# Lighting T-Shirt



## Jonverse (Mar 19, 2007)

Anyone seen these before - very funny - I like page 3 selection of shirts - especially the lighting and Carpenter ones... 
http://www.listenhear.co.uk/clothing.htm


----------



## soundlight (Mar 19, 2007)

http://www.stagehandtees.com/

and 

http://www.roadierags.com/shop/

There's a lot of them out there.


----------



## TechiGoz (Mar 20, 2007)

I agree.. they are all good places. There are so many out there. One of my favourites is:

_"If at first you try and don't succeed, then Rigging just isn't for you."_

Cheers
Dan


----------



## Edrick (Apr 3, 2007)

I ordered from Roadie Rags last Sunday and as of monday my order was shipped, still haven't seen it though. Darn slow postal service, hopefully tomorrow.


----------



## PhantomD (Apr 4, 2007)

What about home made?

I've got one that says

CREW
Sound & Lighting

which cost me a black shirt!


----------



## gafftaper (Apr 4, 2007)

PhantomD said:


> What about home made?
> I've got one that says
> CREW
> Sound & Lighting
> which cost me a black shirt!



I don't know why Phantom but that's really got me laughing. It's so cheap. So simple. Actually, the kits you can get for home ink jet printer iron on T's are a lot of fun. Unfortunately they don't last well in the washing machine and they won't work on a black shirt... but you can have a lot of fun making your own shirt for very little cost.


----------



## SAWYeR (Apr 4, 2007)

At my high school, the crew designs a shirt every year then gets it made. This year it's "Structural Chewing Gum". We did a production of "The Miracle Worker" last year, and part of the set was held together with an enormous wad of gum that all of the crew added to. So the shirt is going to be black w/ pink print. The front will say "IHTFP Shop 12" and the back will have a Caulk gun with a tube reading "Structural Chewing Gum" with a big bubble coming out of the tip. Classic.


----------



## PhantomD (Apr 12, 2007)

gafftaper said:


> I don't know why Phantom but that's really got me laughing. It's so cheap. So simple. Actually, the kits you can get for home ink jet printer iron on T's are a lot of fun. Unfortunately they don't last well in the washing machine and they won't work on a black shirt... but you can have a lot of fun making your own shirt for very little cost.
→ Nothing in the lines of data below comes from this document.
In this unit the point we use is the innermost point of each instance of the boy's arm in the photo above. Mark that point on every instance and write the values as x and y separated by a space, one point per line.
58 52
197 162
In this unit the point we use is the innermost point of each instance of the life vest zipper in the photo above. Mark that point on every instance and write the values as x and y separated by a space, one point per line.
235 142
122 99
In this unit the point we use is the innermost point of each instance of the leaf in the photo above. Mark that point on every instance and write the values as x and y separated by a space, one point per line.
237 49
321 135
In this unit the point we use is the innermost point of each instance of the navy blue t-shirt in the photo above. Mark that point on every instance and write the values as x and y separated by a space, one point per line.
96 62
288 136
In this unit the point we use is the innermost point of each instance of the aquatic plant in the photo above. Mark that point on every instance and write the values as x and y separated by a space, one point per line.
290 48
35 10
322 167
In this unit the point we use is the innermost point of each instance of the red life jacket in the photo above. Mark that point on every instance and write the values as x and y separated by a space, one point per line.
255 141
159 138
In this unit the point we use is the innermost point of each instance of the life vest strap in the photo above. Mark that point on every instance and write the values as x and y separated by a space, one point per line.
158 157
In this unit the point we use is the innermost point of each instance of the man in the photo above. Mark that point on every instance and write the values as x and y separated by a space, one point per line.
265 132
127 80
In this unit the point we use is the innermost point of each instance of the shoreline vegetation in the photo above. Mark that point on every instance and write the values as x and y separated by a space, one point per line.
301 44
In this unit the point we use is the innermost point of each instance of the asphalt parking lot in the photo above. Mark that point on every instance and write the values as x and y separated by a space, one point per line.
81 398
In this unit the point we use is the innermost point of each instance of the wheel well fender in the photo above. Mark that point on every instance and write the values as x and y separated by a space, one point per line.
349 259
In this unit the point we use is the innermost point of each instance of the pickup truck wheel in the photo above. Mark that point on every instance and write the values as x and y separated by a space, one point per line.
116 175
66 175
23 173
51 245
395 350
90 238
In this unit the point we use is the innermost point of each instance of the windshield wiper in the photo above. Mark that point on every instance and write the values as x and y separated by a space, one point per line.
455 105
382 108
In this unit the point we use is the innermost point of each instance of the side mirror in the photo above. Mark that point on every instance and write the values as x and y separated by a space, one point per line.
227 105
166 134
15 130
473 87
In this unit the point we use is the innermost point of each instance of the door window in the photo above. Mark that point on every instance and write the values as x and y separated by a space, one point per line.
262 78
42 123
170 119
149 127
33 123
What's got me laughing is that you have the wrong idea, although I was admittedly not very clear above.

The shirt was properly screenprinted by a member of the Art department of my school and has been washed many times, still great.

Sorry you had to go to so much trouble to belittle me for nothing...


----------



## cue1go (May 11, 2007)

Some of the swag out there is actually pretty good (and free if you ask nicely). My favorite is my shirt from Vari-lite

"Life is a freakshow
We just do the lighting"


----------



## gafftaper (May 11, 2007)

I've got a Doug Fleenor, "Got DMX?" shirt.


----------



## Hughesie (May 11, 2007)

i got a get a shirt that's technical
i can't buy any in the great oz (australia, not the actual oz)
and shipping from the us is expenisive


----------



## squigish (May 11, 2007)

SAWYeR said:


> We did a production of "The Miracle Worker" last year, and part of the set was held together with an enormous wad of gum that all of the crew added to.
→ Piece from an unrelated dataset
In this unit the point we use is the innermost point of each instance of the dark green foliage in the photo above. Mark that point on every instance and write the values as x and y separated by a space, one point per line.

I've heard (and used) the phrase (this show is held together by) "bubble gum and gaff tape," but I never expected it to be literally true. 

We did have a drop that was rigged using easter grass though. The cast yanked on it and it fell down, then was carried off stage. That was the show where the "bubble gum and gaff tape" moniker applied.


----------



## avkid (May 11, 2007)

Hughesie89 said:


> i got a get a shirt that's technical
> i can't buy any in the great oz (australia, not the actual oz)
> and shipping from the us is expenisive


Go to your local screen printer and find out what their minimums are.


----------



## Chaos is Born (May 11, 2007)

http://stiktek.com/index.php?page=tekshop

Some of my favorites are here.


----------



## TimMiller (May 12, 2007)

I'd say check with jands. I know they have shirts.


----------



## beagle2 (Mar 29, 2009)

cue1go said:


> Some of the swag out there is actually pretty good (and free if you ask nicely). My favorite is my shirt from Vari-lite
> 
> "Life is a freakshow
> We just do the lighting"



Hi,
I was looking for this tshirt for many weeks. Can anybody tell me, where I can get it?
Thanks,
Kathi


----------



## gafftaper (Mar 30, 2009)

Sorry Kathi, That post you quoted is two years old. Plus it sounds like the shirt was a freebie from Vari-lite that he may have had for a while. Probably not available anymore and you would have to be buying some Vari-lite gear to get one. 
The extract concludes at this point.